O Weihnachts- und Epiphaniaszeit. Die beiden Adventsflügel werden aufgeklappt und geben das große Weihnachtsrelief und die beiden kleinen Weihnachtsreliefs zum entfalteten Hochaltar frei (Lukas 2, Matthäus 2).
O Passionszeit. Nach dem letzten Sonntag der Epiphaniaszeit wird der weihnachtliche Hochaltar zugeklappt und um 180 Grad gedreht. Zu sehen sind dann die Flügel Taufe und Abendmahl. In der Passionszeit sind dann das Gründonnerstags-Abendmahl (Karwoche) und Jesu Taufe am Jordan – am 6. Sonntag nach Trinitatis – und somit die beiden Sakramente die längste Zeit im Kirchenjahr der Gemeinde zugewandt (Markus 14 und Markus 1). Auf weitere Motive der Passion wurde laut Pfarrer Werner bewusst verzichtet, weil über dem Altartisch und dem Flügelaltar das Holzkreuz mit dem Korpus aus dem Jahre 1972 über allem „schwebt“. Dieses Kreuz mit Christus schuf der Bildhauer Lorenz Buchner in Peiting in Oberbayern.
O Oster- und Pfingstzeit. In der Osternacht – nach der Tauferinnerung – werden die Flügel Taufe und Abendmahl aufgeklappt und geben die drei Reliefs des öster- und pfingstlichen Hochaltars frei. Dann sind die beiden Osterreliefs der Jerusalemtradition, das leere Grab, und der Galiläatradition, Ostermahl am See Genezareth, sowie das symbolreiche Pfingstrelief zu sehen. Dieser Hochaltar bleibt während der gesamten Oster- und Pfingstzeit geöffnet und wird erst am ersten Sonntag nach Trinitatis für die Reliefs Taufe und Abendmahl wieder zugeklappt (Markus 16, Johannes 21, Apostelgeschichte 2).
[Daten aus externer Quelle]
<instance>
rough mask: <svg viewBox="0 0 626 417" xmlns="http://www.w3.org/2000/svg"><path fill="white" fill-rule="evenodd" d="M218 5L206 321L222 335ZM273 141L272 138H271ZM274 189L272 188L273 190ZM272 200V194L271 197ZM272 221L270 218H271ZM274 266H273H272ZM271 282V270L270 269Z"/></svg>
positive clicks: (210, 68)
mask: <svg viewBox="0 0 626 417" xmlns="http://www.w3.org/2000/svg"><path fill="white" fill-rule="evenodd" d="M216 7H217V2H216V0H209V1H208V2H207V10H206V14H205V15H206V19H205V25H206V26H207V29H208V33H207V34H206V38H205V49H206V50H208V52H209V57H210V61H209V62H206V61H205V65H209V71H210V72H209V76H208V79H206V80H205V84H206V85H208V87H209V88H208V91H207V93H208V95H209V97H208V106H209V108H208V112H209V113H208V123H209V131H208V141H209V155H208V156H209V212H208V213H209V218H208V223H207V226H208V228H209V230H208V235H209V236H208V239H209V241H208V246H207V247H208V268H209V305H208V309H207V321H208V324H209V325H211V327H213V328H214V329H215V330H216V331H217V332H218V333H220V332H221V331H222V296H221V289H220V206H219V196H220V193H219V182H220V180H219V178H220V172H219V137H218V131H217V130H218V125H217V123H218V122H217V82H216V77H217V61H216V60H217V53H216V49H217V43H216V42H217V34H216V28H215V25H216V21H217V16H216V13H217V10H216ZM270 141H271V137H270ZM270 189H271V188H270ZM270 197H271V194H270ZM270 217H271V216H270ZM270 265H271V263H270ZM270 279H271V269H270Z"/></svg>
Weit über 20 000 Euro sind inzwischen gespendet worden. Besonders dankbar sind Werner und Tollhopf dem Team, das vor drei Jahren den jüngsten Spendenaufruf auf den Weg gebracht hatte: Dietrich und Renate Bürger, Elfriede Linne, Kira Wienforth, Sabine Gluth, Friedel Voß, Ilse Seifert und Erika Minhöfer. m.s.
Das sagt Friedrich Werner: Froh und glücklich
„Ein hervorragendes Kunstwerk, es ist für mich das schönste Weihnachtsgeschenk“, sagt Pfarrer im Ruhestand Friedrich Werner, der Initiator des Flügelaltars. Froh und glücklich sei er auch über die mehr als 20 000 Euro Spenden in der Schlussphase. Das sei der Beweis dafür, dass die Gemeinde den Flügelaltar angenommen habe: „Er ist wunderbar geworden.“ m.s.
Das sagt Andreas Tollhopf: Es hat richtig Spaß gemacht
„Ich habe mit großer Freude daran gearbeitet, es hat richtig Spaß gemacht, ein ganz anderes Arbeiten als auf Baustellen“, sagt Andreas Tollhopf. Das Projekt sei im Laufe der Jahre vom Antipendium zum Flügelaltar gewachsen: „Dazu gehört auch ein Reifeprozess, auch wenn es fast 25 Jahre gedauert hat. Ich bin sehr dankbar für die Geduld der Felsberger und die breite Unterstützung.“m.s.